Levantamento Estudo aponta existência de minérios em Buíque Região nos arredores da cidade de Buíque, no Agreste pernambucano, é rica em minerais metálicos ainda inexploráveis na localidade, sobretudo o tório

Por: Rochelli Dantas - Diario de Pernambuco

Publicado em: 27/10/2018 10:00 Atualizado em:

Para Geyssom Lages, estudo também traz benefícios para o gesso da região do Araripe. Foto: Divulgação/CPRM ( Foto: Divulgação/CPRM)
Para Geyssom Lages, estudo também traz benefícios para o gesso da região do Araripe. Foto: Divulgação/CPRM
Todos os dias novas descobertas são realizadas nos mais diversos campos. Estudos também podem auxiliar no desenvolvimento de novos negócios, principalmente no Agreste e Sertão, regiões que sofrem com prolongadas estiagens. Um mapeamento realizado pelo Serviço Geológico do Brasil (CPRM) pode trazer mudanças para a região de Buíque, no Agreste pernambucano. Hoje, o local é predominantemente dependente da agropecuária, mas o levantamento aponta que é promissor para depósitos de minerais metálicos. 
No estudo, os técnicos e geólogos envolvidos no mapeamento cadastraram 41 ocorrências consideradas inéditas. Entre os pontos, há importantes anomalias de terras raras, enriquecidos notadamente em tório, matéria-prima de grande relevância econômica e estratégica, cuja produção mundial hoje concentra-se 97% na China. Entre outras aplicações, é usado na produção de energia nuclear em algumas usinas.

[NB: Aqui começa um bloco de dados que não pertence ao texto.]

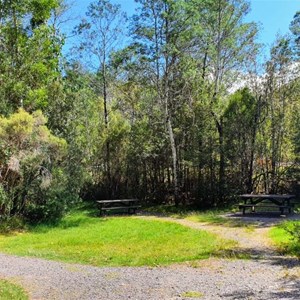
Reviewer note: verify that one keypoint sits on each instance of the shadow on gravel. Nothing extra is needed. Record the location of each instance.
(239, 295)
(260, 219)
(287, 262)
(290, 290)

A chamada Folha Buíque, como está sendo tratado o trecho que abrange os municípios de Itaíba, Tupanatinga e Buíque e as vilas Carneiro, Catimbau, Cabo do Canto, Jirau, Salgadinho, Tanque, São Domingos e Negras, apresenta um quadro que se mostra promissor quanto à existência de depósitos de minerais metálicos. Ao todo, foram registradas 41 ocorrências consideradas inéditas.

“A área situada na mesorregião do Agreste pernambucano é o semiárido, com economia fundamentada na agropecuária, atividade que registra baixo rendimentos e são vulneráveis na seca. Esses estudos, se aprofundados por empresas interessadas em explorar a região, podem contribuir para o desenvolvimento de novas atividades. A ampliação do período geológico na região abre perspectivas de novas explorações minerais”, afirma a geóloga do Serviço Geológico Brasileiro, Maria Angélica Batista.

O relatório desenvolvido pelo órgão aponta ainda a existência de um arenito amarelo amarronzado, no qual foram encontradas anomalias radioativas que podem indicar uma associação com mineralização de urânio. “A ampliação do conhecimento geológico na região como um todo abre perspectivas de novas explorações minerais e norteia a exploração dos itens reportados”, pontua a geóloga Maria Angélica.

O órgão também realizou estudos na Bacia do Araripe, que representa 95% do mercado nacional de gipsita, matéria-prima utilizada na fabricação de gesso no país. “Nesse caso, nosso objetivo foi avaliar a presença de outras substâncias minerais que pudessem agregar valores a cadeia produtiva e a exploração de gipsita. Encontramos zonas com presenças de minerais importantes que podem contribuir para os produtores da região”, pontua o geólogo Geyssom Lages.

Na região do Araripe, o estudo foi realizado entre os estados de Pernambuco, Ceará e Piauí. Por lá, foi identificada a presença de substâncias minerais importantes como, por exemplo, a ocorrência do mineral celestita (sulfato de estrôncio) e sulfetos de Zn (zinco), Pb (chumbo) e Cu (cobre).

“O nosso estudo apontou, entre outros pontos, duas zonas anômalas de estrôncio, uma localizada na parte norte-nordeste da bacia, nas proximidades da cidade de Santana do Cariri, onde já existe um registro conhecido de celetista, e a outra, inédita, localizada sobre os depósitos de gipsita em exploração, na parte sul da bacia. São pontos que podem despertar o interesse de empresas realizarem estudo mais profundos”, pontua Geyssom Lages.